Nunca he sido la persona extremadamente ordenada que alguna vez he imaginado. El problema es que nuestro mundo, del modo en que se comporta, no me ayuda a conseguir la plena rectitud. Hay demasiadas distorsiones, objetos repetidos, mal catalogados, caminos que se cortan abruptamente; hay ganchos estirados y clavos rizados. Hay palabras interrumpidas y dichas a destiempo.
Mis manos tocan al cabo del día demasiados objetos a los que nunca podría encontrar una utilidad, aunque fueron vendidos como de primera necesidad. Me rodean grandes cadenas de aminoácidos mal colocados, retorcidos imaginativamente. Las líneas de las superficies están mal trazadas y no las puedo continuar, me falta sabiduría para descubrir las juntas entre las piezas de un magnífico puzzle irracional.
Sueño con un último despertar en el orden más absoluto, todo a mi alrededor desfilando marcialmente: mismo tamaño, paso apretado, ímpetu renovado, todo sincronizado por tambores. ¡Qué comodidad la medida precisa, la recta finita y el peso calculado!
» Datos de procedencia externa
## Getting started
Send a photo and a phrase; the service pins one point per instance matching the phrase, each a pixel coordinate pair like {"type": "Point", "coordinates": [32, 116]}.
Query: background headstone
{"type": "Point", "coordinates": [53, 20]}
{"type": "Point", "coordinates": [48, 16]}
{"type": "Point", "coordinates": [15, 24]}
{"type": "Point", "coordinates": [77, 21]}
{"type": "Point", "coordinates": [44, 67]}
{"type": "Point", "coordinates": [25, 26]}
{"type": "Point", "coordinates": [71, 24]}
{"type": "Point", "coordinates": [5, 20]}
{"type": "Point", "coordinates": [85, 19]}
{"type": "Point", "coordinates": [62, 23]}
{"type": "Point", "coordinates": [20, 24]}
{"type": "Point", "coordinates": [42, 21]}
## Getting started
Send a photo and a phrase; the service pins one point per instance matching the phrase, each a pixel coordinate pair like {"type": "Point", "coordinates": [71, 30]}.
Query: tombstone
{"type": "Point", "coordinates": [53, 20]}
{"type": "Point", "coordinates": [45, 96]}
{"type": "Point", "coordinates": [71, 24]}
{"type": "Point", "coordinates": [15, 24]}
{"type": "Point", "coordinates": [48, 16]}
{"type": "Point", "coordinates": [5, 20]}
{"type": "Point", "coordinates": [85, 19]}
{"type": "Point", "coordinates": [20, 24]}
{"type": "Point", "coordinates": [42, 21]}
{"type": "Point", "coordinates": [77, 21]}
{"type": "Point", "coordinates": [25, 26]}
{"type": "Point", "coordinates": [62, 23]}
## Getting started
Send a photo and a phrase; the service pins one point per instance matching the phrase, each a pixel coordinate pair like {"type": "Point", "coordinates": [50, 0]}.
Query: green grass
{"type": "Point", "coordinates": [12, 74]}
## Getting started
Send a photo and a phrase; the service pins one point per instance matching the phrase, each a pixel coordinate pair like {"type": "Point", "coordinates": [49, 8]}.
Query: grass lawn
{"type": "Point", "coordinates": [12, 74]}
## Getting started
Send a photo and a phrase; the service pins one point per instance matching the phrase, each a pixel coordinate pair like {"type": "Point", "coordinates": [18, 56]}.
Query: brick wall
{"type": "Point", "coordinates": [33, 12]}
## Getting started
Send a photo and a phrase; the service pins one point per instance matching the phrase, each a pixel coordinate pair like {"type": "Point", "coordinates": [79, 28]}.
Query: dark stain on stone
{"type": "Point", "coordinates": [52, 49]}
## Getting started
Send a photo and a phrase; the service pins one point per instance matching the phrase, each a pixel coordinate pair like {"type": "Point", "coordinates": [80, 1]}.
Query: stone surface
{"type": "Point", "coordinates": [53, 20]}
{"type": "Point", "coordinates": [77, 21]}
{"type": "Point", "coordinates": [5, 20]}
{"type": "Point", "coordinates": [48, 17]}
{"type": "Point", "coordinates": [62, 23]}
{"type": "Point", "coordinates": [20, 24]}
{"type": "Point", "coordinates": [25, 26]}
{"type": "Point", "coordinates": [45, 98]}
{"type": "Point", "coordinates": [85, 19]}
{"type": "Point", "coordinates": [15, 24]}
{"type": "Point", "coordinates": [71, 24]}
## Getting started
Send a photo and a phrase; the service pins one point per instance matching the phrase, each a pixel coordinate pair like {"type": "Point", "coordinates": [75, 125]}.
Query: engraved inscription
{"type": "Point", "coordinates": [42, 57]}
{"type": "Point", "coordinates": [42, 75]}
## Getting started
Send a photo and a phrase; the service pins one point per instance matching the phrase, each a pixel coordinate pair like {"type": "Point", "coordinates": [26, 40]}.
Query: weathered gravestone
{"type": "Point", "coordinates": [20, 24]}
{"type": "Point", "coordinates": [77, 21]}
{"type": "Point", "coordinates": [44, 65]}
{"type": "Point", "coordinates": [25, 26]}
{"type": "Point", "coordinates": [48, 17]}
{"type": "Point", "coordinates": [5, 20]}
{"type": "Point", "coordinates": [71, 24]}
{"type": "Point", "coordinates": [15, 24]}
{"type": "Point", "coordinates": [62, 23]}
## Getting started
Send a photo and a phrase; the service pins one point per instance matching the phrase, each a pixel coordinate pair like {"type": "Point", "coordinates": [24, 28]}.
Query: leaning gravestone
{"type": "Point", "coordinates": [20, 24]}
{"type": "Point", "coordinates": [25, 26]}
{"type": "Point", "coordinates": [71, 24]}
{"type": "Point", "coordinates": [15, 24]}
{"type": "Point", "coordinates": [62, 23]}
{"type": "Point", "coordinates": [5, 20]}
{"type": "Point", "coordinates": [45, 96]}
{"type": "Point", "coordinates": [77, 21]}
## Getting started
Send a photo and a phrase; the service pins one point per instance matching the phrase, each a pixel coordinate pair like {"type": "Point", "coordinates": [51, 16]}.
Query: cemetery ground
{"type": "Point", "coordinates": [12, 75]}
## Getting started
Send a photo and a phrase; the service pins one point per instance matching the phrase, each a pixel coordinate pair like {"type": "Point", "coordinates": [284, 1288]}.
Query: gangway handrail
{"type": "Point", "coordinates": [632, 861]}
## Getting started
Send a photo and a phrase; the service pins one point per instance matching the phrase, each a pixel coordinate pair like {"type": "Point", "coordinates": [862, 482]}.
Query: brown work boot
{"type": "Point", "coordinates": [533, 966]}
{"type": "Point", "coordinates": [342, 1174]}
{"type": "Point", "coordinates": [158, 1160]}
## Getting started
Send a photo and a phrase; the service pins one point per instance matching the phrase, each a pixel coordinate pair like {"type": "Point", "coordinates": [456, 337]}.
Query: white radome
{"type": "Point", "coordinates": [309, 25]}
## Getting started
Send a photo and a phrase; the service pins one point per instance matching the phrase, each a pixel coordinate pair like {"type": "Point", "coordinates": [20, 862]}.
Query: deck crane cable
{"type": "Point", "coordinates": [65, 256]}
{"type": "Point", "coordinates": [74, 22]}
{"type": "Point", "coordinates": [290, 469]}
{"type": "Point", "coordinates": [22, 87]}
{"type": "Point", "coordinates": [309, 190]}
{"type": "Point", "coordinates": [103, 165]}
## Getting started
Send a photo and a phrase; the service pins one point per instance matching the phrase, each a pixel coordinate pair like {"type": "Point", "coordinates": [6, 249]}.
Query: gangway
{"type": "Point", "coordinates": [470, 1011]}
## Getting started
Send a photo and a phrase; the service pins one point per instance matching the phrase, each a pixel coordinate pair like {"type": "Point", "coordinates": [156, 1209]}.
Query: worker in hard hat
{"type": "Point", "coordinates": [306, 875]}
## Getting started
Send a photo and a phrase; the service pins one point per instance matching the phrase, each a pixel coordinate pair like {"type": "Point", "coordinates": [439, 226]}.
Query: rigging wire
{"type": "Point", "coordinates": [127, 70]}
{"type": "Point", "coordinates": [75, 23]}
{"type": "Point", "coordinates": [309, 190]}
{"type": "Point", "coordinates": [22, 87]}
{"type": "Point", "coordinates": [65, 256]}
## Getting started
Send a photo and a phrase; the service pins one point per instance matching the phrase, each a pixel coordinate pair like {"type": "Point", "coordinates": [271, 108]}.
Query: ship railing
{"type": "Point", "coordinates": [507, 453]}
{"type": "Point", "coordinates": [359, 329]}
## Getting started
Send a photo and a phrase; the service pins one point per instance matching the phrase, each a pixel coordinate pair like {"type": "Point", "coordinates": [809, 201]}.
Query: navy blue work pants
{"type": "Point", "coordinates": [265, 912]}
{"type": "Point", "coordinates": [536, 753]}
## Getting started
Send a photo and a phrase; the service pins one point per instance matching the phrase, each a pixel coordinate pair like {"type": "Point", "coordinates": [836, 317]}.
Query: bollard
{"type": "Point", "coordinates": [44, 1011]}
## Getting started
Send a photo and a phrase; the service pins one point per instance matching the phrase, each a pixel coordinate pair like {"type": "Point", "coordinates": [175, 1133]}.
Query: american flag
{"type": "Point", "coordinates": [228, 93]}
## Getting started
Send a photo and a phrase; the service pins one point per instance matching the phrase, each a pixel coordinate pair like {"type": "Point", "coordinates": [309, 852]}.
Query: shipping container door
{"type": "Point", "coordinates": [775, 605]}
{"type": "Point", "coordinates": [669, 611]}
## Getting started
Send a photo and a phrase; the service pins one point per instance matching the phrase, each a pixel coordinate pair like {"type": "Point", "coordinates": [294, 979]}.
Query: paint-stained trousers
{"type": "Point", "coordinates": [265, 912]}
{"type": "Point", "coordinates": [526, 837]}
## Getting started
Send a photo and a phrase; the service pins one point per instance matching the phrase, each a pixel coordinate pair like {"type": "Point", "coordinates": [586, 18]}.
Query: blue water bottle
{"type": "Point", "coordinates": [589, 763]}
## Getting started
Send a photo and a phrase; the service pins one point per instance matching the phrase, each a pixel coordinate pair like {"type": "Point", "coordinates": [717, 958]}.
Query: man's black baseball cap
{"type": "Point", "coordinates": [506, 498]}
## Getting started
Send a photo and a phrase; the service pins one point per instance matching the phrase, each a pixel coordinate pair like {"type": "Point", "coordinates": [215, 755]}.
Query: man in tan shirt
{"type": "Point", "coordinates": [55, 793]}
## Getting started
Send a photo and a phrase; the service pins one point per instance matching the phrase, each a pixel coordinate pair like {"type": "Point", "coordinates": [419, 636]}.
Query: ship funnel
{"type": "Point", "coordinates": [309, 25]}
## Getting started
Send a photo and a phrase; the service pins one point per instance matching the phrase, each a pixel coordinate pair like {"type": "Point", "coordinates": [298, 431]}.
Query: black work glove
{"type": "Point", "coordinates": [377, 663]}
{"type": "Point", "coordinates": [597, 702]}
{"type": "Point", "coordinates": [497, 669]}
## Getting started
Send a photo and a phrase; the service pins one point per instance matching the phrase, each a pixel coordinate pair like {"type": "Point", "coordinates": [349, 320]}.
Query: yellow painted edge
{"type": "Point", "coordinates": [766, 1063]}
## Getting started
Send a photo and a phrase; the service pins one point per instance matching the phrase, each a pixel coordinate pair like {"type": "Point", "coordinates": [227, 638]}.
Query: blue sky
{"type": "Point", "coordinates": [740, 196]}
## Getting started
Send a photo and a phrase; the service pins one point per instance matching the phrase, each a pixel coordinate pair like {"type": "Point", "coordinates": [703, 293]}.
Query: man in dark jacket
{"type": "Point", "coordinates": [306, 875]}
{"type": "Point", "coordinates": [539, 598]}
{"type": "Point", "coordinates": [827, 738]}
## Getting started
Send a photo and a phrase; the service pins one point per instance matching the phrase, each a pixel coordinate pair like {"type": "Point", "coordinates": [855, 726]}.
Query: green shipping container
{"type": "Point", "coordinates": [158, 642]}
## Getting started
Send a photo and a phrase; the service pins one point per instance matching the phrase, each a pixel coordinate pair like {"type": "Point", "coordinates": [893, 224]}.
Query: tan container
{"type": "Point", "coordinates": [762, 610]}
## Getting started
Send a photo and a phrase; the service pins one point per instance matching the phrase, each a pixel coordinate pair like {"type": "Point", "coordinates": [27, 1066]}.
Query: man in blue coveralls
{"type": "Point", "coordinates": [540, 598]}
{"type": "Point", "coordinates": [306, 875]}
Entonces la ciencia exacta me seduce, es atractivo pensar que todo encuentra su sitio y momento.
Otras veces me veo tranquilo inmerso en el caos, que es donde son más difíciles de templar los nervios. Y esa calma paradógicamente me ayuda a concentrarme, a ordenar mis pensamientos. Y siempre me sobran algunos, ideas que no sé dónde poner, y esas son sin duda las semillas del próximo desorden.